Le livre insiste sur la simplicité qui caractérise le pouvoir bhoutanais. Avec une neutralité absolue de la fonction publique dont les membres n’ont pas le droit d’appartenir à un parti politique. Et la sobriété du chef de l’État : le roi du Bhoutan vit simplement. Il ne possède pas de fortune personnelle, voyage en avion de ligne, et réside dans une maison simple, loin des palais fastueux. Cette sobriété est un choix. Le pouvoir est envisagé comme un service, non comme un privilège.

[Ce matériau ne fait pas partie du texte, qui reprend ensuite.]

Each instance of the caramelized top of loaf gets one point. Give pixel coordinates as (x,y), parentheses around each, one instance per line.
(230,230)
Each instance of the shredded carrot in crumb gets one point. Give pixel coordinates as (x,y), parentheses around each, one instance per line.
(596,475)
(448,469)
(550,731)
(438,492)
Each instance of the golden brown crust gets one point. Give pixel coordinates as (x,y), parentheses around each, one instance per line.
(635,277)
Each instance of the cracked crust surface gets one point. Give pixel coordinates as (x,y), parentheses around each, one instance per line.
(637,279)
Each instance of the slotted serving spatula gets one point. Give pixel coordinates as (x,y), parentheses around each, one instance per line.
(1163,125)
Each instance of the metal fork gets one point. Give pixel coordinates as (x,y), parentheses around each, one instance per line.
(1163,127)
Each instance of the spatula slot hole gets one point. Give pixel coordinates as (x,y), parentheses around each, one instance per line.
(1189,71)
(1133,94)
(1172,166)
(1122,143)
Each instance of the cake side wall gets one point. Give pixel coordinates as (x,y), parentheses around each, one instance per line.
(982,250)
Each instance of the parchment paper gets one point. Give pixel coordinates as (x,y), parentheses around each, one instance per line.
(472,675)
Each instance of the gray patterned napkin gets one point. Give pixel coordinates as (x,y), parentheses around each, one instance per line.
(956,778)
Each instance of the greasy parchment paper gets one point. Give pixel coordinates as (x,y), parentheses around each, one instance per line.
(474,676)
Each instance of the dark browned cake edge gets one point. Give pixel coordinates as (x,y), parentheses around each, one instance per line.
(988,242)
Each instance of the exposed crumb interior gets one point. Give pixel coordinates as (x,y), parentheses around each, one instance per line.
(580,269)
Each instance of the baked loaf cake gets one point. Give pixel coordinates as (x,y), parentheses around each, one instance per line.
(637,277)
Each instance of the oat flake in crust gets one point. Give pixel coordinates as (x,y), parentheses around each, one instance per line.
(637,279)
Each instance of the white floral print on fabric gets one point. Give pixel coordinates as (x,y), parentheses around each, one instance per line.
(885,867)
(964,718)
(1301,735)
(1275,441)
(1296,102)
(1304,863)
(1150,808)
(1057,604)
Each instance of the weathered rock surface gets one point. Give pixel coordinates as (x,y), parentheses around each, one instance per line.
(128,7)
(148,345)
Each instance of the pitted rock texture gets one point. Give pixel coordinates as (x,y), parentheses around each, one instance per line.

La géopolitique des petits États : regards croisés entre le Bhoutan et le Luxembourg
À travers le récit de Tshering Tobgay, le Bhoutan apparaît comme un miroir inversé de nos sociétés, un pays où la modernité n’a pas effacé la spiritualité, où le développement ne se résume pas à la croissance, où le pouvoir s’exerce comme un service. Le Bhoutan rappelle qu’une autre voie est possible : celle d’un progrès mesuré et profondément humain, où les mots ont du poids parce qu’ils s’accordent aux actes.
Malgré leurs différences radicales, le Luxembourg et le Bhoutan partagent des défis communs. Ce sont deux petits États, entourés de voisins puissants et conscients de la nécessité de préserver leur identité. Ainsi, le Luxembourg protège son système linguistique officiel, articulé autour du trilinguisme (luxembourgeois, français et allemand), et soutient une politique volontariste en faveur de la langue luxembourgeoise. De son côté, le Bhoutan a instauré des quotas de touristes pour se prémunir des effets néfastes du surtourisme (comme ceux observés au Népal), et impose le port du costume traditionnel de manière régulière (le ghos pour les hommes et le kiras pour les femmes). Tobgay rappelle « as a tiny nation sandwiched between two giants, it is even more imperative that we keep our unique cultural signifiers alive ». Les deux pays sont également des jeunes monarchies, sont couverts de forêts, et ont même tous deux été influencés par les jésuites. Chaque pays a développé des niches d’excellence. Le Luxembourg avec sa place financière et l’accueil des institutions européennes, le Bhoutan avec le tourisme haut de gamme et l’hydroélectricité. Ces expériences offrent des opportunités d’inspiration mutuelle.
Le Bonheur National Brut et l’humilité du leadership bhoutanais peuvent inspirer la place financière luxembourgeoise dans son développement vers un hub global de finance verte. De son côté, le Luxembourg illustre comment un petit État peut transformer une contrainte géographique en avantage stratégique, en devenant un pionnier de la finance et un laboratoire réglementaire dont certaines pratiques pourraient inspirer le cadre économique de la Gelephu Mindfulness City3.